Environmental groups sue St. Petersburg over sewage mess
Three environmental groups filed a federal lawsuit seeking to hold St. Petersburg accountable for the 200 million gallons of sewage that the city has been discharged August 2015.
The three groups — Suncoast Waterkeeper, Inc., the Our Children’s Earth Foundation and the Ecological Rights Foundation — filed suit Friday in Tampa’s Middle District of Florida alleging “serious and ongoing” violations of the federal Clean Water Act.
The aim of the lawsuit is to get the city to comply with the law. The groups have been negotiating with the city over the past two months, said Justin Bloom, executive director of SunCoast Waterkeeper. “But we feel the most appropriate venue is federal court where a broad-ranging consent order that is enforceable is obtainable,” Bloom said.

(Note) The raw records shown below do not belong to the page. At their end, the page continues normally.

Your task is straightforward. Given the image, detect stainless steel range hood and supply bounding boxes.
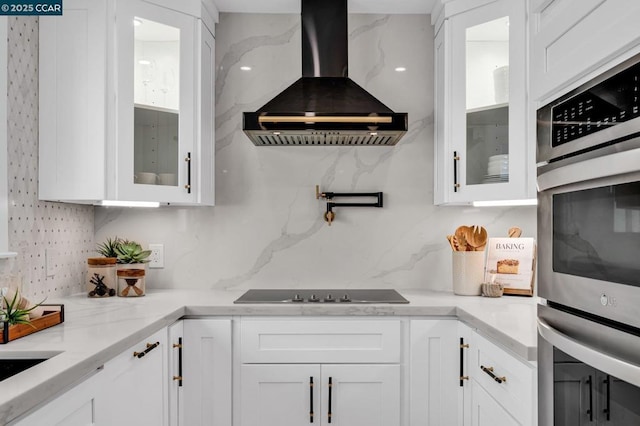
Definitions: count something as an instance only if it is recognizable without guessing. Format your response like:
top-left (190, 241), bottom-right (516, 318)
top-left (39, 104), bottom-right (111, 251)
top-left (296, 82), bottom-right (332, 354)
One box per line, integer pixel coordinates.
top-left (243, 0), bottom-right (407, 146)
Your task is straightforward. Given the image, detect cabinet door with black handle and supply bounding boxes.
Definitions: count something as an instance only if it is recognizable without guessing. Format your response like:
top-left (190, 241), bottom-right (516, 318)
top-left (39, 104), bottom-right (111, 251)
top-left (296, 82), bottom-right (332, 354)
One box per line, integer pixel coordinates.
top-left (321, 364), bottom-right (400, 426)
top-left (240, 364), bottom-right (322, 426)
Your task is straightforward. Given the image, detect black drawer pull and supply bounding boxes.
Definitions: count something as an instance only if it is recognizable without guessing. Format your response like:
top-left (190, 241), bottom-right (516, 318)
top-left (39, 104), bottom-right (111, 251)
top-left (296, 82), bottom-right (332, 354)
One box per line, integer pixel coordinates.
top-left (133, 342), bottom-right (160, 358)
top-left (480, 365), bottom-right (507, 383)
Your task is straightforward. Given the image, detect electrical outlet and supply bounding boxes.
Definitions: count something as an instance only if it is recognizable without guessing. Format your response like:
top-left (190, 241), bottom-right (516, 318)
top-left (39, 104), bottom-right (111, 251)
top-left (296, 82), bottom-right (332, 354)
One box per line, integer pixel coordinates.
top-left (44, 248), bottom-right (60, 277)
top-left (149, 244), bottom-right (164, 268)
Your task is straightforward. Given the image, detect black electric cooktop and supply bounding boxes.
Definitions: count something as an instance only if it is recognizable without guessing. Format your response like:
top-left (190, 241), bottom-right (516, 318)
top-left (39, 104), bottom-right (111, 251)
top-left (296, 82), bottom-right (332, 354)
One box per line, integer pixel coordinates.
top-left (233, 289), bottom-right (409, 304)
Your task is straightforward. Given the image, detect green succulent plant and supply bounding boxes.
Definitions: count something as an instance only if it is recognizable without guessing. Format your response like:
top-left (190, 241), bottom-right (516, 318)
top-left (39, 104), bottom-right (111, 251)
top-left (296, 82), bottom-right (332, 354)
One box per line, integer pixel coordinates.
top-left (0, 291), bottom-right (44, 328)
top-left (115, 240), bottom-right (151, 263)
top-left (96, 237), bottom-right (122, 257)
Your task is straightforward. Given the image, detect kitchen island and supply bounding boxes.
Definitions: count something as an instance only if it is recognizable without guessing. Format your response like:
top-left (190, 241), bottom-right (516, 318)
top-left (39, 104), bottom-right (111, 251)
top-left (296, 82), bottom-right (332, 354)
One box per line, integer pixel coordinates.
top-left (0, 290), bottom-right (537, 424)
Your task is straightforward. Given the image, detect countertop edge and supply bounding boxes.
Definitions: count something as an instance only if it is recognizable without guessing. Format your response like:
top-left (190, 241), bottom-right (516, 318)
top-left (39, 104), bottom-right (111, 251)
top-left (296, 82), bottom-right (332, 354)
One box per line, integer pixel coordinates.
top-left (0, 291), bottom-right (537, 425)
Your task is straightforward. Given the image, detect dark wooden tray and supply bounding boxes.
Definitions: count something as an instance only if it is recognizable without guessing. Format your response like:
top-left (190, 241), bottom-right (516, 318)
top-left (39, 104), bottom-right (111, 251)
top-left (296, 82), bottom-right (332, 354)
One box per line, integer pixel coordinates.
top-left (0, 304), bottom-right (64, 344)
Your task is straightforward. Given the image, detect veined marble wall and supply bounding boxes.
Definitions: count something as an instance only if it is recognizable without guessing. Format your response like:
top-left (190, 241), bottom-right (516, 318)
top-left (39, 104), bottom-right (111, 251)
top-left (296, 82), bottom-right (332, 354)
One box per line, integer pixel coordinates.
top-left (95, 14), bottom-right (536, 290)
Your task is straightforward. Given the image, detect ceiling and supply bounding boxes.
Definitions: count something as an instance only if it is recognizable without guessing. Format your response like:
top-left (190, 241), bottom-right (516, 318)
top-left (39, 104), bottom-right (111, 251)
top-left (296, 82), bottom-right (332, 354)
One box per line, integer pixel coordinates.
top-left (214, 0), bottom-right (435, 14)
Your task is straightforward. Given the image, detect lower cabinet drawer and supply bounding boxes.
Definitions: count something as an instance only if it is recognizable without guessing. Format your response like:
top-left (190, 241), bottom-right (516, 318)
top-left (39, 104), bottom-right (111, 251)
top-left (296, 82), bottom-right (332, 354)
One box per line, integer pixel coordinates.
top-left (470, 334), bottom-right (536, 425)
top-left (240, 318), bottom-right (401, 364)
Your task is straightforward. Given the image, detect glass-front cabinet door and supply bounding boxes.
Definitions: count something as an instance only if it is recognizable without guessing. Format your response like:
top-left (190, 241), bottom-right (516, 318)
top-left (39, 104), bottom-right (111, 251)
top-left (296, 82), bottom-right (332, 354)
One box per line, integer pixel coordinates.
top-left (114, 0), bottom-right (196, 203)
top-left (436, 0), bottom-right (529, 203)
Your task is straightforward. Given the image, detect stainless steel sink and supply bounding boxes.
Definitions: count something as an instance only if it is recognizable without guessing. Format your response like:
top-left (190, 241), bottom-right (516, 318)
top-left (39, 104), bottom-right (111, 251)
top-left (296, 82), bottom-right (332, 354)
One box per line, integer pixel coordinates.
top-left (0, 351), bottom-right (61, 382)
top-left (0, 358), bottom-right (47, 381)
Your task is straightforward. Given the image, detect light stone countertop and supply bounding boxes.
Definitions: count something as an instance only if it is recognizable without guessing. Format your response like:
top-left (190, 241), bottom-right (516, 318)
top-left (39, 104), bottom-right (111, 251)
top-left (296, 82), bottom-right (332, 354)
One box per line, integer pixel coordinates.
top-left (0, 290), bottom-right (537, 425)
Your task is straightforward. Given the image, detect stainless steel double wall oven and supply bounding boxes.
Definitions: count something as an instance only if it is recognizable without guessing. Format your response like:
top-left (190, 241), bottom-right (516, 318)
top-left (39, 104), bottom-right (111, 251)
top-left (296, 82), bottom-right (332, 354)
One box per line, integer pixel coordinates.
top-left (537, 55), bottom-right (640, 426)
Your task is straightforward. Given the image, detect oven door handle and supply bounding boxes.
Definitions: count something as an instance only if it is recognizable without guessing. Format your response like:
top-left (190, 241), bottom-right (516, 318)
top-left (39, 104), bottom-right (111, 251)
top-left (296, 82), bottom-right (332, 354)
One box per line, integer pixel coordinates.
top-left (538, 317), bottom-right (640, 386)
top-left (537, 148), bottom-right (640, 192)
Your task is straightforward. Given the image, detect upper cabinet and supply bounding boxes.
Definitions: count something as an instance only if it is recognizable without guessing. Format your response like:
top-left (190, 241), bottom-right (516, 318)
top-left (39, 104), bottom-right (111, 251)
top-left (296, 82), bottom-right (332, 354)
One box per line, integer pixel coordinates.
top-left (39, 0), bottom-right (217, 205)
top-left (432, 0), bottom-right (535, 204)
top-left (530, 0), bottom-right (640, 104)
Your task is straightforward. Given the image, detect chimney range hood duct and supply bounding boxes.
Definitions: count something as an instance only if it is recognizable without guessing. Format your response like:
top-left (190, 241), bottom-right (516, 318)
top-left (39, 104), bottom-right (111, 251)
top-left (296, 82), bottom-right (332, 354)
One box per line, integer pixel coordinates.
top-left (242, 0), bottom-right (407, 146)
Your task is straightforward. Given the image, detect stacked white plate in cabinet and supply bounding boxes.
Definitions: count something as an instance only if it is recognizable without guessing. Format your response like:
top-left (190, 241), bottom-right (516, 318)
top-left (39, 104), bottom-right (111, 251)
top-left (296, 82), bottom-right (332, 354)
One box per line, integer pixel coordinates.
top-left (482, 154), bottom-right (509, 183)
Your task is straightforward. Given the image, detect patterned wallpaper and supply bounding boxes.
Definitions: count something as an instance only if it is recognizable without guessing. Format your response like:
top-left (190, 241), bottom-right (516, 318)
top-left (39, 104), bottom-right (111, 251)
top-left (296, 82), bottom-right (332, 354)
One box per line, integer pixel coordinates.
top-left (0, 17), bottom-right (95, 301)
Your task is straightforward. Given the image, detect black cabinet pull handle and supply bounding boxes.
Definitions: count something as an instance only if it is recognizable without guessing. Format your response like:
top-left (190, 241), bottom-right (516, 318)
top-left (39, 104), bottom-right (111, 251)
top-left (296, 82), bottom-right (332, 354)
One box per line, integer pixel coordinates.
top-left (453, 151), bottom-right (460, 192)
top-left (603, 374), bottom-right (611, 421)
top-left (587, 375), bottom-right (593, 422)
top-left (327, 377), bottom-right (333, 423)
top-left (460, 337), bottom-right (469, 387)
top-left (173, 337), bottom-right (182, 387)
top-left (184, 152), bottom-right (191, 194)
top-left (133, 342), bottom-right (160, 358)
top-left (480, 365), bottom-right (507, 383)
top-left (309, 376), bottom-right (313, 423)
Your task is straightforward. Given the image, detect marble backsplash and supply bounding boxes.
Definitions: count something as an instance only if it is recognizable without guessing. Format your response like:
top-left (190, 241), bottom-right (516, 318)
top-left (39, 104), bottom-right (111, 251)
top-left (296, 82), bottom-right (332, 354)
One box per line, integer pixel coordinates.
top-left (94, 14), bottom-right (536, 290)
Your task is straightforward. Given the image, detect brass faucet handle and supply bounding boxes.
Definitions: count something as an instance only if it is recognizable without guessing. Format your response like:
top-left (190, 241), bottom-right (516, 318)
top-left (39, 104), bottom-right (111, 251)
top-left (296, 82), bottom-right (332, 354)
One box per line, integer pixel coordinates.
top-left (324, 212), bottom-right (336, 226)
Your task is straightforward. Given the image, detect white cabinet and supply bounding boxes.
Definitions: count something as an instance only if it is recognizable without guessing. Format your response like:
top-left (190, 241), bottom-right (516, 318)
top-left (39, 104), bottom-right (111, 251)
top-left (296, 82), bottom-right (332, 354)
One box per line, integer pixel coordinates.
top-left (11, 370), bottom-right (109, 426)
top-left (432, 0), bottom-right (535, 204)
top-left (167, 320), bottom-right (185, 426)
top-left (182, 318), bottom-right (232, 426)
top-left (235, 319), bottom-right (402, 426)
top-left (409, 319), bottom-right (462, 426)
top-left (101, 328), bottom-right (168, 426)
top-left (530, 0), bottom-right (640, 100)
top-left (459, 324), bottom-right (537, 426)
top-left (469, 379), bottom-right (522, 426)
top-left (39, 0), bottom-right (215, 205)
top-left (240, 364), bottom-right (400, 426)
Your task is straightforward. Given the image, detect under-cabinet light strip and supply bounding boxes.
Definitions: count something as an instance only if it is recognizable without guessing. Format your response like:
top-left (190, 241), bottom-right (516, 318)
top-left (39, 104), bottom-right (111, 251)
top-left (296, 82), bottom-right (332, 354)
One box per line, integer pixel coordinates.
top-left (100, 200), bottom-right (160, 207)
top-left (472, 198), bottom-right (538, 207)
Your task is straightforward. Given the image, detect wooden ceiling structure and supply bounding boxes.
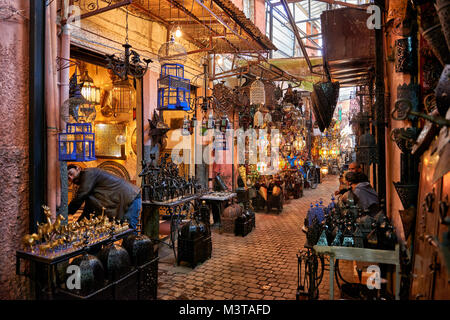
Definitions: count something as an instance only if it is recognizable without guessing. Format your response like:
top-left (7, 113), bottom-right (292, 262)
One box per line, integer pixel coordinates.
top-left (71, 0), bottom-right (304, 84)
top-left (128, 0), bottom-right (277, 54)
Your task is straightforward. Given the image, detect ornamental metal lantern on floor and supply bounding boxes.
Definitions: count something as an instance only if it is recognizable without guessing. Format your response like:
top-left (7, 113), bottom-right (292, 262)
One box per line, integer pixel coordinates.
top-left (111, 79), bottom-right (136, 117)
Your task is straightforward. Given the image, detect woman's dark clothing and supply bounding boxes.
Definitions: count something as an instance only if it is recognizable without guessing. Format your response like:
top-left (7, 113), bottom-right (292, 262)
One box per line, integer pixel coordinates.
top-left (68, 168), bottom-right (140, 219)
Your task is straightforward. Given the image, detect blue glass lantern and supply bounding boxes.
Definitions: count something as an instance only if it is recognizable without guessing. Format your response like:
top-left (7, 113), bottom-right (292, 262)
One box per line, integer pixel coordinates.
top-left (58, 70), bottom-right (96, 162)
top-left (58, 123), bottom-right (96, 162)
top-left (158, 63), bottom-right (191, 111)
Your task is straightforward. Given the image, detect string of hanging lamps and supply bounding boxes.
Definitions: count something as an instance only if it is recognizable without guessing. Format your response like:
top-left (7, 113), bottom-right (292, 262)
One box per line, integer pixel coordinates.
top-left (106, 6), bottom-right (153, 80)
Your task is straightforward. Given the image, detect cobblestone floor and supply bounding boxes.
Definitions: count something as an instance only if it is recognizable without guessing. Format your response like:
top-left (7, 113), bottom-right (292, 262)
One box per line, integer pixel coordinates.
top-left (158, 176), bottom-right (353, 300)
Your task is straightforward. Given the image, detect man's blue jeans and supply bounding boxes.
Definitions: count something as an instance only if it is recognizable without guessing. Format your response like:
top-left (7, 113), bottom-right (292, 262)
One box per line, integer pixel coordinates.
top-left (123, 193), bottom-right (142, 229)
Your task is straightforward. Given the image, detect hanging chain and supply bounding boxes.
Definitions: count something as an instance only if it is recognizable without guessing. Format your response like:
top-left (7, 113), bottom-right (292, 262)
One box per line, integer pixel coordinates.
top-left (125, 6), bottom-right (128, 44)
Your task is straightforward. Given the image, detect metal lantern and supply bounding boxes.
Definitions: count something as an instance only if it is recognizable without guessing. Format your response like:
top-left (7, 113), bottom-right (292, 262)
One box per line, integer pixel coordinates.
top-left (250, 79), bottom-right (266, 104)
top-left (356, 133), bottom-right (378, 165)
top-left (80, 70), bottom-right (100, 105)
top-left (58, 123), bottom-right (96, 162)
top-left (158, 35), bottom-right (187, 65)
top-left (158, 63), bottom-right (191, 111)
top-left (61, 70), bottom-right (96, 123)
top-left (112, 79), bottom-right (135, 117)
top-left (106, 10), bottom-right (153, 80)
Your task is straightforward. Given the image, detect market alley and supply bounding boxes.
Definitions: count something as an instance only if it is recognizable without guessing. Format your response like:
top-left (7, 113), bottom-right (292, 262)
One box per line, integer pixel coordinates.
top-left (158, 175), bottom-right (352, 300)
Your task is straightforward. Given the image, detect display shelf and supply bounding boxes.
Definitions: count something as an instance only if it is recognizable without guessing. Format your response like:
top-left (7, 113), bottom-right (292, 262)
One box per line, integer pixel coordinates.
top-left (16, 229), bottom-right (159, 300)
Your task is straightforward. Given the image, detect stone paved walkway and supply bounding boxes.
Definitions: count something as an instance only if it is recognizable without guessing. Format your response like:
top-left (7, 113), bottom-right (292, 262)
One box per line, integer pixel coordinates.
top-left (158, 176), bottom-right (353, 300)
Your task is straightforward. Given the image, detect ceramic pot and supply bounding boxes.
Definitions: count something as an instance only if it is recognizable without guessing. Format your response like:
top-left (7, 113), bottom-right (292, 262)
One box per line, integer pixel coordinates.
top-left (422, 24), bottom-right (450, 65)
top-left (98, 244), bottom-right (131, 281)
top-left (435, 0), bottom-right (450, 50)
top-left (122, 234), bottom-right (154, 266)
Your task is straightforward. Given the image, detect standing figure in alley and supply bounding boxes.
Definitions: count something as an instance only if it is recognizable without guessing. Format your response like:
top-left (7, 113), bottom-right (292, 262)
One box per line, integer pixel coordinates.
top-left (67, 164), bottom-right (142, 229)
top-left (344, 172), bottom-right (380, 216)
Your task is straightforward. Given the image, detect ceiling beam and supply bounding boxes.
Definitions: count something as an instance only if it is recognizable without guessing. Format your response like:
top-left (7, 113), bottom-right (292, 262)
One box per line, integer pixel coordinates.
top-left (316, 0), bottom-right (365, 9)
top-left (281, 0), bottom-right (313, 72)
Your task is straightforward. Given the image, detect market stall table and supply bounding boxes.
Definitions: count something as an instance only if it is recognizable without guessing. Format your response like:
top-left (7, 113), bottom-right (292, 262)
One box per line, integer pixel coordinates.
top-left (313, 244), bottom-right (400, 300)
top-left (200, 192), bottom-right (237, 225)
top-left (16, 229), bottom-right (139, 300)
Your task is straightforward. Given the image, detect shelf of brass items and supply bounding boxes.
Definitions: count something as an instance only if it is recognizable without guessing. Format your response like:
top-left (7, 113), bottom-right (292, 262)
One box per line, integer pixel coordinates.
top-left (16, 229), bottom-right (134, 266)
top-left (391, 99), bottom-right (450, 127)
top-left (142, 194), bottom-right (202, 207)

Former Environmental Protection Agency official Christopher Sproul, an attorney involved in the suit, said in a statement that the sewage discharges present an unusual threat: “I have rarely if ever seen a situation worse than the one in St. Petersburg.”
Sproul and Our Children’s Earth Foundation have filed other sewage-related lawsuits to enfore the Clean Water Act, including one in Hawaii where a surfer died after being exposed to dangerous sewage-related bacteria. The group said the presence of dangerous bacteria in St. Petersburg’s spills, confirmed by University of South Florida researchers, are of particular concern.
The city hasn’t seen the lawsuit yet, said assistant city attorney Joe Patner.
“We’re continuing to speak with the other side and we’re hopeful that a solution can be reached that avoids full-blown litigation,” Patner said.
The Florida Department of Environmental Protection also plans to fine St. Petersburg $820,000 as part of a consent order that outlines steps the city must take to fix its outdated and overburdened sewer system.